The spacious cave is 150 feet’s in height and 147 feet’s in width. The cave can be reached after climbing 400 steps. The Pahiyangala rock is granite monolith, which is more than 600 feet in height and lies 1460 meters above sea level. The immediate surrounding Pahiyanagala rock is very quiet and the ancient man who dwelled at the cave must have enjoyed the peace and tranquil prevail at the site.

The pre-Christian cave dweller, who lived in this cave is known as Pahiyangala Manawakaya or Pahiyangala Man. This stone age cave dweller believed to be using stone implements on their day to day activities.

Biologically known Pahiyangala Manawakaya had been smaller in size compared to the present day human. Vertebral structure of the Phiyangala manawakaya had been considerably short and he possessed wide jawbones with a large palette and big grinding teeth.

This cave was used as a Buddhist monastery complex during the Kandy period (1592-1815). Paintings and the statues of the shrine room built in the Kandyan period are still in good condition. Subsequently, it became a Buddhist retreat, which is a seat of religious and spiritual training for monks and laymen today.

Archaeological evidence

One of the skulls discovered at the site belongs to a man who lived in the cave is dating back to 34000 to 37000 years. Age of the skull was confirmed by carbon 14 method and the skull provides clear evidence of the existed Mesolithic man in the island in the middle age of the prehistory. USA scientists Professor Kenneth Kennedy was interested in the archaeological founding of the site and did the examination of the skull.

Pahiyangala cave is the biggest of its kind in Southern Asia. And same times the cave is the place, where the oldest human settlement existed in the region. Being the oldest settlement in Asia, it considers as one of the best places to use for research purposes on pre-Christian human in the region.
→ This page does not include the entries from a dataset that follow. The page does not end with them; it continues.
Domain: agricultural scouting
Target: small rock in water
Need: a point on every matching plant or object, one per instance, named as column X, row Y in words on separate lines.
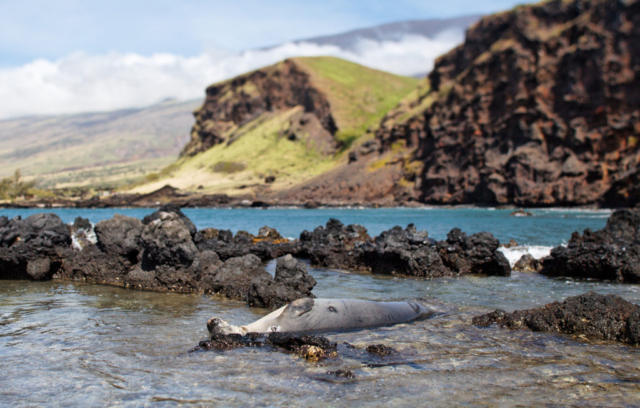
column 312, row 348
column 527, row 263
column 521, row 213
column 607, row 317
column 380, row 349
column 511, row 244
column 342, row 373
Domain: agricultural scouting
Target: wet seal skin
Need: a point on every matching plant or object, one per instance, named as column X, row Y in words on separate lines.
column 316, row 315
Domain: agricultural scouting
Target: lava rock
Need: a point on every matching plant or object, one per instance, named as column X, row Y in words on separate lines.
column 120, row 236
column 33, row 248
column 607, row 317
column 234, row 277
column 612, row 253
column 332, row 246
column 527, row 263
column 380, row 349
column 171, row 208
column 292, row 281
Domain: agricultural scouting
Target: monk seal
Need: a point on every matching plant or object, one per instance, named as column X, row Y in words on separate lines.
column 313, row 315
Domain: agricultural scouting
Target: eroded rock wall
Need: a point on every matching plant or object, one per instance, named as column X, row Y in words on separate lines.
column 539, row 106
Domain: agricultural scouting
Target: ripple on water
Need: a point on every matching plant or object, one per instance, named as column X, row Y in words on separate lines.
column 97, row 345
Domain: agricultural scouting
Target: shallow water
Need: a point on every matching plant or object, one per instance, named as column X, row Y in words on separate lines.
column 89, row 345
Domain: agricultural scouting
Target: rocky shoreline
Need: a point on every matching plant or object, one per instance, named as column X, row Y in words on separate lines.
column 165, row 252
column 169, row 195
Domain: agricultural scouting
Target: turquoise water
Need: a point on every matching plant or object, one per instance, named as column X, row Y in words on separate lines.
column 68, row 344
column 547, row 227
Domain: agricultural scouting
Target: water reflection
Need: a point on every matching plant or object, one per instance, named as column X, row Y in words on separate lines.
column 65, row 343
In the month of June in 2012, an important discovery was done at the site, in which a complete skeleton of a stone age man was discovered. The age of the skeleton is measured to be 30000 years after the carbon dating method.

Pahiyangala Manawakaya

Biologically known Pahiyangala Manawakaya had been smaller in size compared to the present day human. Vertebral structure of the Phiyangala manawakaya had been considerably short and he possessed wide jawbones with a large palette and big grinding teeth.

Historical evidence

It is believed that Pahiyangala rock cave had been a living quarter for Buddhist monks for many centuries. One of the key figures that provide valuable facts about the history of Sri Lanka, known as  Fa-hsien, a monk from China, lived on the island for more than 2 years in the 5th century AD. The monk had travelled to many religious places on the island during his stay and had most of his experience and the places he encountered are properly documented. According to the historical notes, this Chinese monk had been to the Pahiyangala rock cave.

Buddhist monastery

This cave was used as a Buddhist monastery complex during the Kandy period (1592-1815). Paintings and the statues of the shrine room built in the Kandyan period are still in good condition. Subsequently, it became a Buddhist retreat, which is a seat of religious and spiritual training for monks and laymen today.